Na última década, a área de história da ciência no Brasil tem emplacado bons artigos em revistas internacionais de prestígio. E essa internacionalização vem lhe valendo reconhecimento. Caso emblemático dessa boa safra ganhou destaque elogioso na revista Nature Physics.
O artigo em questão se chama ‘Quantum dissidents’ (Dissidentes quânticos) e foi publicado por Olival Freire Jr., do Instituto de Física da Universidade Federal da Bahia (UFBa), no periódico Studies in History and Philosphy of Modern Physics. O trabalho traz o esboço biográfico de nove pesquisadores que, cada um a seu modo, transformaram em respeitável campo de pesquisa a área sobre os fundamentos da física, em uma época em que o tema ou era tabu, ou era mera ‘filosofia’.

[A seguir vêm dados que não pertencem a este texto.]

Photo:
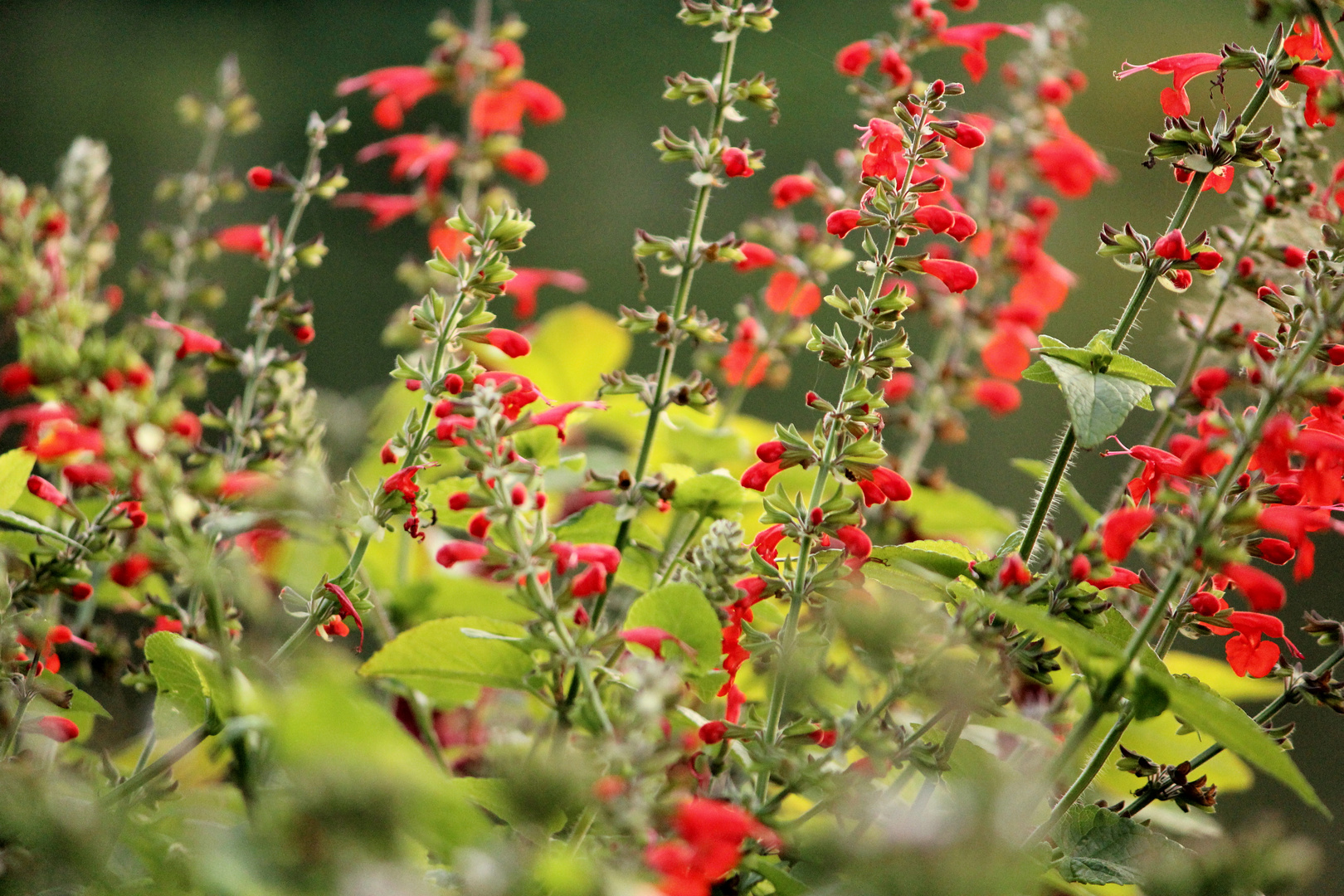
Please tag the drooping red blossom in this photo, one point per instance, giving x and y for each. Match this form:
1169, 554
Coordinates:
1066, 162
786, 293
192, 342
1183, 69
854, 60
997, 397
397, 89
414, 155
975, 38
385, 208
1122, 528
791, 188
244, 240
1262, 590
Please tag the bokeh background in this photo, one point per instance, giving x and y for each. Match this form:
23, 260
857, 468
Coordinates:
112, 71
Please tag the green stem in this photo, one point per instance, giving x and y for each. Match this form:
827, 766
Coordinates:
679, 301
158, 766
1127, 321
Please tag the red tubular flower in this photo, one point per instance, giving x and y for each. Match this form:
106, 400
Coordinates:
527, 281
1262, 590
1014, 572
760, 475
558, 416
245, 240
839, 223
757, 256
1183, 69
1122, 528
509, 342
735, 163
192, 342
654, 638
398, 89
1066, 162
17, 377
455, 553
383, 208
526, 165
856, 543
130, 571
47, 492
416, 155
997, 397
854, 60
58, 728
973, 38
791, 188
788, 295
346, 609
1172, 246
956, 275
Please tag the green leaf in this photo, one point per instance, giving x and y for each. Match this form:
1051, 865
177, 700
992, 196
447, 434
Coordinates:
572, 348
680, 610
437, 659
22, 523
1132, 370
1073, 497
1097, 403
1224, 720
187, 676
715, 494
1101, 846
492, 794
15, 469
947, 559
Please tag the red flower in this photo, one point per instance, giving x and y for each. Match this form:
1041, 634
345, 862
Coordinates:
854, 60
416, 155
956, 275
245, 240
383, 208
459, 553
58, 728
973, 38
786, 295
1122, 528
997, 397
527, 281
1262, 590
1183, 69
735, 163
791, 188
130, 571
839, 223
192, 342
399, 88
1066, 162
757, 256
526, 165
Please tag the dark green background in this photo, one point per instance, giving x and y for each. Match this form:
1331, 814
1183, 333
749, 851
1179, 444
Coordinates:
113, 69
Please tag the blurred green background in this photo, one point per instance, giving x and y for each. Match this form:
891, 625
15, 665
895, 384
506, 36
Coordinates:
112, 69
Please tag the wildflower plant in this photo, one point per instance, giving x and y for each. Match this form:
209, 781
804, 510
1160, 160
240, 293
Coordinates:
574, 629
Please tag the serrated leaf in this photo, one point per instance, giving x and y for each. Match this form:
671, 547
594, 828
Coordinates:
684, 611
15, 469
949, 559
1098, 403
1101, 846
1220, 718
718, 496
438, 659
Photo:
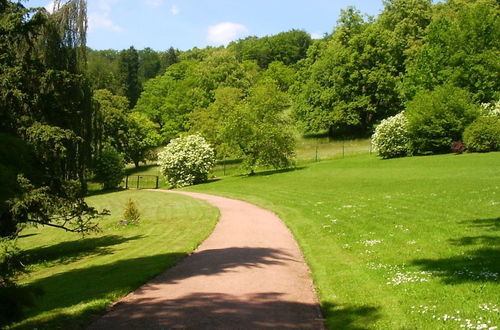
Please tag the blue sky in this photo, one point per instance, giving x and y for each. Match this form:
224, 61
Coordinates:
184, 24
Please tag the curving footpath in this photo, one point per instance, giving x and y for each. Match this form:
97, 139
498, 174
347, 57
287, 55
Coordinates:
249, 274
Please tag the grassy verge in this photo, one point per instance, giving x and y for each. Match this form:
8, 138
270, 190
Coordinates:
408, 243
80, 277
308, 150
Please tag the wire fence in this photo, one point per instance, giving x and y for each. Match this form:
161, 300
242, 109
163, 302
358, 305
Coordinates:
307, 152
141, 182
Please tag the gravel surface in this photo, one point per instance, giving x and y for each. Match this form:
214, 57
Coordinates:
249, 274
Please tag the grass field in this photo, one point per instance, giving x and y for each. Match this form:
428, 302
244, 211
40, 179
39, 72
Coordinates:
410, 243
308, 150
80, 277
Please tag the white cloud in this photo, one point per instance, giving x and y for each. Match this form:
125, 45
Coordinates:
174, 10
50, 6
154, 3
101, 21
316, 36
223, 33
106, 5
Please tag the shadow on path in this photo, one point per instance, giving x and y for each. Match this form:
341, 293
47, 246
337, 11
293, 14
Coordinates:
215, 261
213, 311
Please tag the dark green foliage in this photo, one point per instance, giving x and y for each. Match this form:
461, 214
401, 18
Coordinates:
351, 81
287, 47
102, 69
437, 118
45, 102
461, 47
168, 58
109, 168
483, 134
149, 64
128, 75
131, 212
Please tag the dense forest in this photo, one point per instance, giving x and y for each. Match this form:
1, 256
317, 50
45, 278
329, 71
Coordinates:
67, 111
63, 105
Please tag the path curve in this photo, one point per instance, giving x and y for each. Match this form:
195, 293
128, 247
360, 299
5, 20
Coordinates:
248, 274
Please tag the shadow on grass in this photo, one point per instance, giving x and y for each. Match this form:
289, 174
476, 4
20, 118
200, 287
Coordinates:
94, 286
272, 172
350, 317
140, 169
103, 192
487, 224
94, 283
70, 251
266, 310
481, 264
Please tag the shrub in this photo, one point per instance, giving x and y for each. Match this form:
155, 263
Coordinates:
439, 117
186, 161
391, 137
109, 168
131, 212
483, 135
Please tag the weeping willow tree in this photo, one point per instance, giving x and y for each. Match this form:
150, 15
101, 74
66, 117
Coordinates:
45, 107
46, 114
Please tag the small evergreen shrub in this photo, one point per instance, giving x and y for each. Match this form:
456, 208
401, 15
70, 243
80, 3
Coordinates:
391, 137
186, 161
109, 168
131, 212
437, 118
483, 135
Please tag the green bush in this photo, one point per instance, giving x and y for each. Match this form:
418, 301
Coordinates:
391, 137
439, 117
186, 161
109, 168
131, 212
483, 135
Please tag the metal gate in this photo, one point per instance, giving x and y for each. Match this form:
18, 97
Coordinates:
141, 182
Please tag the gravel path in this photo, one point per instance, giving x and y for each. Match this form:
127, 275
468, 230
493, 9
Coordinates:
249, 274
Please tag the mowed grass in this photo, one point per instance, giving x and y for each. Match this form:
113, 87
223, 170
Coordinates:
308, 150
410, 243
80, 277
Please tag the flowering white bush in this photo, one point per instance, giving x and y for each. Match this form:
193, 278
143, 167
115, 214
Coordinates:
186, 161
391, 137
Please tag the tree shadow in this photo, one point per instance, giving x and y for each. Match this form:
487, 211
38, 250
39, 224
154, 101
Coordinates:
103, 191
272, 172
140, 169
216, 261
70, 251
267, 310
487, 224
480, 264
350, 317
93, 283
91, 287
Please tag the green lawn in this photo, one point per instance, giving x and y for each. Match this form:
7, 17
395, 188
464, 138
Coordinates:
80, 277
408, 243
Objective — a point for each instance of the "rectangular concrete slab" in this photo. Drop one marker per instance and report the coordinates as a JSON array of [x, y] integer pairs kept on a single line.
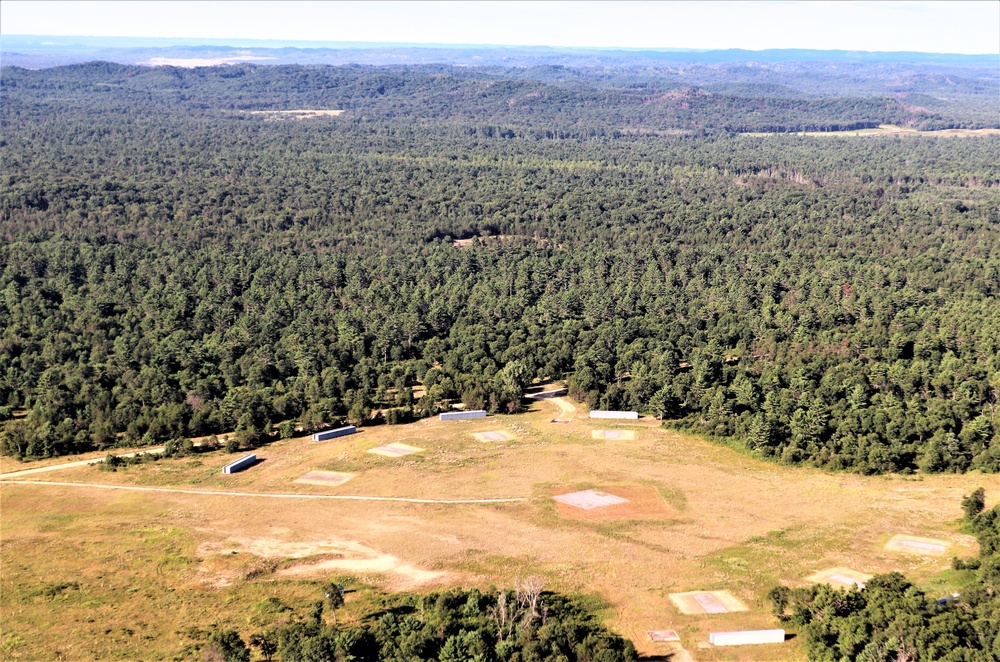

Esses pioneiros enfrentaram obstáculos, pondo, muitas vezes, a carreira em risco. Fundamentos da física, no caso, são as chamadas interpretações da mecânica quântica, teoria que lida com o microuniverso dos átomos e das moléculas.
O artigo, por meio dessas breves biografias, vai mostrando ao leitor toda a (bela) complexidade histórica em torno de um assunto que, para a maioria dos físicos da década de 1960, era tido como completamente ‘resolvido’ pelo físico dinamarquês Niels Bohr (1875-1962) e seguidores – apesar de essas ideias sempre terem enfrentado a profunda e contundente discordância de Albert Einstein (1879-1955).
Na opinião desta coluna, um dos destaques do texto é mostrar como o cenário de rebeldia de maio de 1968 na Europa e nos Estados Unidos influenciou a tomada de decisão de alguns desses dissidentes. Nas palavras de um deles: “a guerra do Vietnã dominou os pensamentos políticos da minha geração. Sendo um jovem estudante dessa era de pensamento revolucionário, eu naturalmente queria ‘chacoalhar o mundo’”.
Freire Jr. vai entremeando semelhanças, discórdias, teimosias e idiossincrasias desses rebeldes, para mostrar que a retomada desse campo está longe de ser apenas marcado por resultados experimentais e artigos. Além disso, a ‘mera filosofia’ exercida por esses dissidentes está na base do que é hoje a chamada informação quântica, campo com amplas aplicações neste início do século, entre elas a de computadores extremamente velozes. Ou seja, a filosofia virou tecnologia promissora.